New research from Amundi has found that failing to use factor investing techniques for investment grade bond allocations can cost investors potential return.
The study showed that, since the 2008 financial crisis, the behaviour of the euro-denominated investment grade corporate bond market could be explained by a number of risk factors. These include both traditional factors – duration, spread and liquidity risk – and alternative risk factors such as value and momentum.
While factor investing is now a common approach for equities, it is still in its infancy in the bond universe.
The authors of the study – from Amundi’s fixed income platform and quantitative research teams – showed that, over the period 2003 to 2018, the behaviour of the investment grade corporate bond market was better explained by risk factors than by traditional capital asset pricing models.
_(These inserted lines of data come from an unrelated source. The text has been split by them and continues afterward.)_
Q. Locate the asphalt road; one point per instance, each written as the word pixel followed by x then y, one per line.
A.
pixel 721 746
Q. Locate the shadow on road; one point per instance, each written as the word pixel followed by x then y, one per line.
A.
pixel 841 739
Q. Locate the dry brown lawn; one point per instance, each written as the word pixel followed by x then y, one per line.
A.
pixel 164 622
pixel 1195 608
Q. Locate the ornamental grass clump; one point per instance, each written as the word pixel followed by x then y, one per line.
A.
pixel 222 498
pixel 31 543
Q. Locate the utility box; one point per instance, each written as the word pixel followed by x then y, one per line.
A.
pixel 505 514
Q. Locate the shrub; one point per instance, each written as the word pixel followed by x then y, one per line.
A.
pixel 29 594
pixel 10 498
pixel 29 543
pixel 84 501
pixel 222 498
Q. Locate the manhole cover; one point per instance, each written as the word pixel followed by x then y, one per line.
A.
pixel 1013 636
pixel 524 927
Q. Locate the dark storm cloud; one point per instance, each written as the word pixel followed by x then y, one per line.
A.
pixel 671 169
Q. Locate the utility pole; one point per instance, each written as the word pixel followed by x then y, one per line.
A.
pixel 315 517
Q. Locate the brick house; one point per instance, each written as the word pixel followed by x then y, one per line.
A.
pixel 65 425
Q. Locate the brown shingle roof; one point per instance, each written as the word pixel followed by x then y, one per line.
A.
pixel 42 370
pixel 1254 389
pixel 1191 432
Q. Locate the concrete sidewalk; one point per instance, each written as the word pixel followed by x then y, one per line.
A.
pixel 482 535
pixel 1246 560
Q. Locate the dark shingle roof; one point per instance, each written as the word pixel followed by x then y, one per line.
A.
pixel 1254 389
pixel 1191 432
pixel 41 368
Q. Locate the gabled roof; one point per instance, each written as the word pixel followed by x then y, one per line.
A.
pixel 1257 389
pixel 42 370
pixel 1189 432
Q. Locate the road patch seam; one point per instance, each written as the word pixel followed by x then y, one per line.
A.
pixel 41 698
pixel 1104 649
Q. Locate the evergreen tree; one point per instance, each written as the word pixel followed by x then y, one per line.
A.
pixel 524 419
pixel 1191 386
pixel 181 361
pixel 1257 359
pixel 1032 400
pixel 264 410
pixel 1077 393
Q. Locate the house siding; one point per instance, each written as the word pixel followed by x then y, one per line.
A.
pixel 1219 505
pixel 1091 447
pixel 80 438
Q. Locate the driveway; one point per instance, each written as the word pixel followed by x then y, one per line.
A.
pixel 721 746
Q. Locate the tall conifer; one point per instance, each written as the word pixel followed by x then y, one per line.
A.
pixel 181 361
The effect was more marked since 2009, the researchers found.
The study concluded that, by failing to consider these alternative factors, an investor would not capture certain components of potential return in the investment grade corporate bond market.
The authors said a factor-based approach should result in a portfolio with more moderate performance in periods of strong market growth, but with more resilience in periods of sharp market declines than a portfolio managed in a more traditional way.
The study also covered the US dollar universe, finding that value was already a significant factor for active managers from 2003 to 2009, and remained significant from 2009 to 2018.
The authors said that alternative risk factor specifications – mostly coming from their analysis in the euro universe – achieved reasonable results in confirming the existence of the value factor in the US dollar universe.
Jean-Marie Dumas, head of fixed income solutions at Amundi and one of the study’s authors, said: “We have been able to both quantify the behaviour of our alternative factors in credit management, as well as position them into a multi-factor framework integrating traditional factors.”